Undermining diversity
Wake joins other prestigious schools like Middlebury, Holy Cross, Bowdoin and Bates in discovering that overemphasis on the value of the SAT and the other standard bearer, ACT, has held back diversity on several levels, including economic and ethnic. The fact is that more than one study has found that an applicant’s family wealth is a larger factor prospective achievement. Just the ability alone to shell out the fees for expensive preparatory courses and repeats of the exam itself makes money a better predictor. Add to that the financial ability to provide the access to broadening experiences outside the school and the result is obvious.
There is, of course, also a fairness factor. Some youngsters, who are in reality very capable students, become so nervous about these examinations that they do not do well. Others are poor test takers. Knowing how to take these kinds of exams is half the battle. The huge cottage industry of experts who make a nice living off telling prospects how through books and courses proves that. They openly scoff at the pretentiousness of those who design them. Just learn how to take it and relax, they tell their clients, who of course are overwhelmingly white.
Lest we come down too hard on the early designers of these allegedly better yardsticks, it is necessary to point out that the institutions of higher learning are as much to blame as anyone for the myth that quality is measurable on such a limited standard. Too many institutions have misused the SAT as a convenient way to save money, time and energy in the admissions process. It just became too easy for admissions officers to set an SAT level below which most students, with some exceptions for sure, would not be accepted. Even if that was not the case, it clearly sent that message to students who came to believe their scores on these high-pressure exams were all that really mattered.

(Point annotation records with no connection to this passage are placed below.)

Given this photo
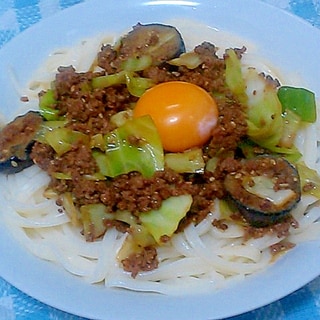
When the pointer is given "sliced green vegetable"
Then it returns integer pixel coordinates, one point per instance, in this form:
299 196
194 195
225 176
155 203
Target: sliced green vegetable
135 146
165 221
291 125
299 100
48 126
189 59
46 101
62 139
137 85
190 161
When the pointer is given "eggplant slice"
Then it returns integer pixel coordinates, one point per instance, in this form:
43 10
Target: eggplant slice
161 42
16 140
265 189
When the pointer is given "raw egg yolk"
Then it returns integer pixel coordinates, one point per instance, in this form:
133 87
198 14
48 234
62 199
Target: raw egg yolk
184 114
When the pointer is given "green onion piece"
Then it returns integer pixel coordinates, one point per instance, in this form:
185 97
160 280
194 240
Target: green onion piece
135 146
299 100
191 60
46 101
47 126
62 139
165 221
137 85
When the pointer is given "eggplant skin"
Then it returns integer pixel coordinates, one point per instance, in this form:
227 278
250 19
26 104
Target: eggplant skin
259 211
161 42
16 141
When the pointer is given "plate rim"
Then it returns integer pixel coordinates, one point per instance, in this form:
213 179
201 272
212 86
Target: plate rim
155 300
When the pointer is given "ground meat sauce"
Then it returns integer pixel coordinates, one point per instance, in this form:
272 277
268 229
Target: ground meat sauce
89 111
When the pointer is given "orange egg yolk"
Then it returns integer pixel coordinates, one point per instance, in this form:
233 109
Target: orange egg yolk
183 113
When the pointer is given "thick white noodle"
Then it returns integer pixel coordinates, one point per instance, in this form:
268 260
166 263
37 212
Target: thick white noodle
201 257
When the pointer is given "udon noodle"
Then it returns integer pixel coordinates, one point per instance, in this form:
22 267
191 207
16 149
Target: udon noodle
201 256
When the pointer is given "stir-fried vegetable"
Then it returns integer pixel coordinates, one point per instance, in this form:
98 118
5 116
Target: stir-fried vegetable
170 127
135 146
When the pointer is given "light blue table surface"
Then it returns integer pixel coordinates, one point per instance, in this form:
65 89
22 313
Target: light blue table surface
18 15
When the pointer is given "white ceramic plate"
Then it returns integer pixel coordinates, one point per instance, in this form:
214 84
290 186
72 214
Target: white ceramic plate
285 40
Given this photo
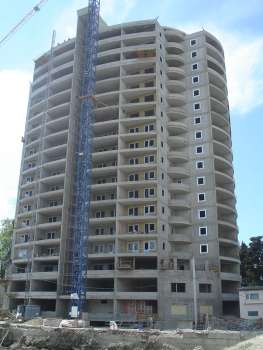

America’s prep schools have lived off their ability to produce high SAT and ACT scores, basing their reputations and high tuition costs and building their endowments on the percentage of their students who are admitted to the nation’s elite colleges partially because of their exceptional test scores, These private high schools begin teaching toward SAT success the minute their students walk through the door, something few public schools can manage because of the diversity of their classes and the need too often to teach to the lowest common denominator, particularly in the inner city.
Grade-point average
Writing for a major newspaper recently, Nathan O. Hatch, the president of Wake Forest, said that a 2007 analysis of national data “showed that colleges can attain both academic excellence and social diversity if they base admissions on high school grade-point average but not if they depend on SAT scores.”
With schools like this declaring their independence from the standardized test, it should not be long before others in their top-20 peer group do the same.
X Dan K. Thomasson is a former editor of the Scripps Howard News Service.